Gadi Eisenkot Challenges Benjamin Netanyahu as Polls Show 38% Support vs 35%
Key Takeaways
- Direct head-to-head poll shows Eisenkot 38% vs Netanyahu 35%.
- Eisenkot's Yashar party is rising as main rival to Netanyahu.
- Opposition coordination sought to form 61-seat majority to unseat Netanyahu.
Eisenkot’s Gaza-linked rise
Gadi Eisenkot, described as a former chief of staff, a member of the former War Cabinet, and now leader of his own political formation, is positioning himself as a leading rival to Benjamin Netanyahu in Israeli politics ahead of elections scheduled for 2026.
“With only a few months left before decisive elections, Naftali Bennett and Yair Lapid are merging their parties in an effort to reshape the opposition and defeat Benjamin Netanyahu”
The Tunisie Numerique profile says Eisenkot joined the emergency government after October 7, 2023 and participated, as an observer, in the war cabinet tasked with guiding the Gaza operations, before leaving the government in June 2024 with Benny Gantz.

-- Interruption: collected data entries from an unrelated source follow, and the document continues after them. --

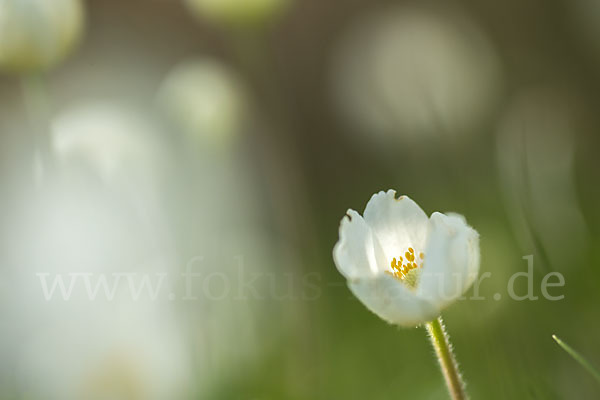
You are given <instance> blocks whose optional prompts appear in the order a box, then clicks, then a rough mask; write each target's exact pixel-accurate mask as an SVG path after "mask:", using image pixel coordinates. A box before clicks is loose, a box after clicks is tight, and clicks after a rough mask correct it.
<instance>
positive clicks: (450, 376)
mask: <svg viewBox="0 0 600 400" xmlns="http://www.w3.org/2000/svg"><path fill="white" fill-rule="evenodd" d="M425 328H426V329H427V332H428V333H429V338H430V339H431V344H432V346H433V348H434V349H435V354H436V355H437V357H438V361H439V363H440V368H441V369H442V373H443V374H444V378H445V379H446V385H447V386H448V392H450V396H452V399H453V400H465V399H467V398H468V397H467V394H466V392H465V384H464V382H463V380H462V377H461V375H460V371H459V370H458V364H457V363H456V359H455V358H454V353H453V352H452V345H451V344H450V337H449V336H448V333H447V332H446V329H445V328H444V323H443V322H442V317H438V318H437V319H435V320H433V321H431V322H428V323H426V324H425Z"/></svg>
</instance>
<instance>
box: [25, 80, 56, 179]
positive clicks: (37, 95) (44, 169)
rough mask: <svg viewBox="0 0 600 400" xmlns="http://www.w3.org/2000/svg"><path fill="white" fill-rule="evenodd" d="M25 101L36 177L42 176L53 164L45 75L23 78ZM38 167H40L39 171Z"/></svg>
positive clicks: (35, 177) (34, 167)
mask: <svg viewBox="0 0 600 400" xmlns="http://www.w3.org/2000/svg"><path fill="white" fill-rule="evenodd" d="M21 88H22V93H23V102H24V105H25V109H26V112H27V115H28V117H29V123H30V129H31V130H32V145H33V149H32V150H33V154H34V160H35V164H34V177H35V178H36V180H37V179H39V178H40V176H38V175H40V174H42V173H43V172H44V170H45V169H48V168H51V167H52V165H53V157H52V152H51V146H50V133H49V132H48V121H49V119H50V104H49V101H48V96H47V93H46V87H45V82H44V77H43V76H42V75H39V74H32V75H27V76H24V77H23V78H22V79H21ZM37 168H40V170H39V171H38V170H37Z"/></svg>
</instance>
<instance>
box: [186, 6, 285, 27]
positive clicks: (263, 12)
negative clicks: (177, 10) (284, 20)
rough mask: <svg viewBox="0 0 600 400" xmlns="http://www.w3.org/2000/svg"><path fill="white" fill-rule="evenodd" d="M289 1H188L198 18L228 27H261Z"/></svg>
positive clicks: (278, 11)
mask: <svg viewBox="0 0 600 400" xmlns="http://www.w3.org/2000/svg"><path fill="white" fill-rule="evenodd" d="M288 1H289V0H186V2H187V4H188V6H189V8H190V9H191V10H192V12H194V13H196V14H197V15H198V16H200V17H202V18H204V19H207V20H209V21H214V22H217V23H223V24H226V25H238V26H239V25H260V24H262V23H264V22H265V21H266V20H268V19H269V18H271V17H272V16H273V15H274V14H277V13H278V12H279V11H281V10H282V9H283V8H284V6H285V5H286V4H287V3H288Z"/></svg>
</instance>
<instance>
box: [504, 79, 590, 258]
mask: <svg viewBox="0 0 600 400" xmlns="http://www.w3.org/2000/svg"><path fill="white" fill-rule="evenodd" d="M579 109H580V107H579V106H578V104H577V102H576V101H574V100H573V97H572V96H571V95H569V94H568V93H564V92H560V91H555V90H549V89H530V90H525V91H523V92H521V93H520V94H519V95H518V96H516V97H515V99H514V100H513V101H512V102H511V104H510V106H509V108H508V110H507V111H506V113H505V115H504V118H503V119H502V121H501V123H500V127H499V131H498V138H497V139H498V140H497V162H498V170H499V173H500V178H501V184H502V185H503V189H504V190H503V195H504V197H505V200H506V206H507V210H508V215H509V217H510V218H511V222H512V224H513V227H514V229H515V232H516V234H517V237H518V239H519V240H520V243H521V244H522V245H523V246H524V248H523V250H524V251H531V250H533V249H537V250H544V251H545V252H546V253H547V255H548V256H549V257H550V259H551V260H554V261H555V262H556V263H557V265H561V266H565V267H572V266H576V265H580V263H579V262H578V261H577V260H578V259H579V258H580V257H581V255H582V254H584V253H585V252H584V247H585V246H586V236H587V234H586V226H585V220H584V218H583V216H582V214H581V210H580V209H579V207H578V204H579V201H578V199H577V191H576V188H575V181H574V174H575V171H574V161H575V142H574V136H575V135H574V134H575V132H577V131H578V129H579V128H578V124H579V117H578V110H579ZM564 243H570V249H569V251H565V249H564ZM539 245H541V246H543V249H539V248H537V247H538V246H539Z"/></svg>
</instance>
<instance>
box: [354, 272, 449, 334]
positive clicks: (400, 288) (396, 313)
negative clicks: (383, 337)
mask: <svg viewBox="0 0 600 400" xmlns="http://www.w3.org/2000/svg"><path fill="white" fill-rule="evenodd" d="M348 286H349V287H350V290H351V291H352V293H354V295H355V296H356V297H357V298H358V299H359V300H360V301H361V302H362V303H363V304H364V305H365V306H366V307H367V308H368V309H369V310H371V311H372V312H373V313H374V314H376V315H377V316H379V317H380V318H382V319H383V320H385V321H387V322H389V323H390V324H394V325H401V326H417V325H419V324H422V323H425V322H429V321H431V320H433V319H434V318H436V317H437V316H438V315H439V310H438V309H436V307H434V306H433V305H432V304H431V303H430V302H429V301H427V300H424V299H422V298H420V297H418V296H417V295H416V294H415V293H414V292H412V291H411V290H409V289H408V288H407V287H406V286H405V285H404V284H403V283H402V282H400V281H399V280H398V279H396V278H394V277H392V276H391V275H388V274H381V275H378V276H376V277H371V278H363V279H356V280H351V281H348Z"/></svg>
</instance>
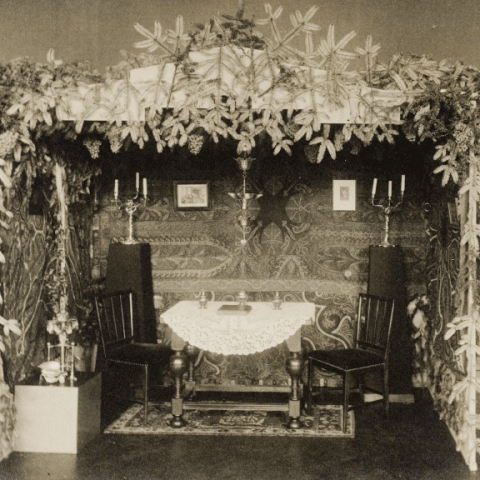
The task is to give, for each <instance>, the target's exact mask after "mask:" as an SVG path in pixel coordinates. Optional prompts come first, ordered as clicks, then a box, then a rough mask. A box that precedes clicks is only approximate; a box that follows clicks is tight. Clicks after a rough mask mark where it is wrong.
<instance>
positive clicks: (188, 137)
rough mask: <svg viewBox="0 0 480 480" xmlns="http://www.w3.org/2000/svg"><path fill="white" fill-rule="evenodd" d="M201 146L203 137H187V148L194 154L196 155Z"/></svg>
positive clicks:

It adds that Eisenkot’s son, Gal Meir Eisenkot, a 25-year-old reservist, was killed in Gaza in December 2023 after the explosion of an device near a tunnel in the Jabalia area, and that Eisenkot has repeatedly accused Netanyahu of prolonging operations without a sufficiently clear political strategy.
The same source frames Eisenkot’s rise in polls as tied to his military credibility and his positioning between the center and the moderate right, while also citing “government fatigue” over controversies over the conduct of wars in Gaza, Lebanon, and against Iran, and tensions with Washington.
In parallel, the Al Jazeera-linked political coverage in the provided materials centers on Netanyahu’s political challenge, with Tunisie Numerique saying Eisenkot obtained 38% support against 35% for Netanyahu in a direct head-to-head in a recent poll cited by Israeli media.
Debate, coalition math, and Gaza
Tunisie Numerique reports that Likud launched a campaign claiming Eisenkot could form a government only with the support of Arab parties, and it says Netanyahu circulated a video attacking that hypothesis.
It then quotes Eisenkot’s response as a public challenge: “Set the place and the time, and come answer the questions of the citizens.”

The same article stresses that in Israel the prime minister is not directly elected and must gather a coalition with at least 61 seats in the 120-seat Knesset, meaning Eisenkot could top a popularity poll yet still be unable to govern if the opposition fails to agree.
A separate provided poll account from شبكة مصدر الاخبارية says the Israeli opposition reaches the 61-seat threshold required to form a government, while also stating that Netanyahu’s coalition hovers around 49 to 50 seats.
That poll account further says the opposition bloc’s strength ranges from 60 to 61 seats depending on strategic mergers, and it frames the central dilemma as whether the next bloc is “merely an anti-Netanyahu coalition” or a nationalist right-wing bloc seeking to inherit Likud’s popular base.
What’s at stake next
The stakes described in the provided materials are explicitly tied to whether opposition leaders can translate polling gains into a governing coalition with at least 61 seats in the 120-seat Knesset.
Tunisie Numerique says Eisenkot has urged opposition leaders to coordinate their strategies to build a 61-seat majority capable of replacing Netanyahu, while warning that “everyone wants unity, but none necessarily wants to cede leadership of the bloc to a rival.”
It also argues that Netanyahu’s advantage is institutional and coalition-based, saying it is not essential for Likud to obtain an absolute majority as long as Netanyahu can build a more cohesive coalition than his rivals.
In the same materials, شبكة مصدر الاخبارية says ideological complexities threaten the stability of any future opposition coalition, including the governing formula, and it adds that the opposition still faces the challenge of uniting “the soft right, the security-centered center, liberals, and the Zionist left.”
Finally, Haaretz’s provided excerpt frames the political environment in terms of the “soft right” as a demographic sought-after yet elusive in Israeli electoral politics, underscoring that the opposition’s ability to assemble a coherent bloc could hinge on whether that segment can be won.